Why France’s vaccination roll-out has been so slow

The country that pioneered vaccines has struggled to get covid-19 jabs into arms


THE LOGO outside the vaccination centre shows a red-caped Super Granny zapping the spiked coronavirus with one fist, while clutching a medical syringe in the other. Named “Chez Mauricette”, a nod to the first French patient vaccinated against covid-19, the place sounds more like a friendly local café than a health clinic. In the industrial town of Poissy, north-west of Paris, this is a deft antidote to grim times, and an effort to confront the peculiar scepticism of the French. “People are exhausted and anxious,” says Karl Olive, the town’s centre-right mayor, and a former football referee: “They need a bit of fun.”On a recent weekday afternoon, patients wait calmly to be seen by a doctor before moving into a vaccination cubicle. After opening on January 7th, this centre is now jabbing over 600 arms a week.

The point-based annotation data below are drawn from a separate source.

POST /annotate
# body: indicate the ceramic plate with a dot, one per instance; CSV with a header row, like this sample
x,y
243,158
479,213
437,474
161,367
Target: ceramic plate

Alain and Anne-Marie Guillaume celebrated their 60th wedding anniversary there by getting an injection each. Poissy was the first centre to open outside a hospital or care home. Rather than waiting for regional health authorities to draw up a map, Mr Olive put in phone calls to the right people and told them his centre was ready to go. It was approved. “You can’t expect everything from the central state,” says Mr Olive. “Mayors in France can solve problems too.”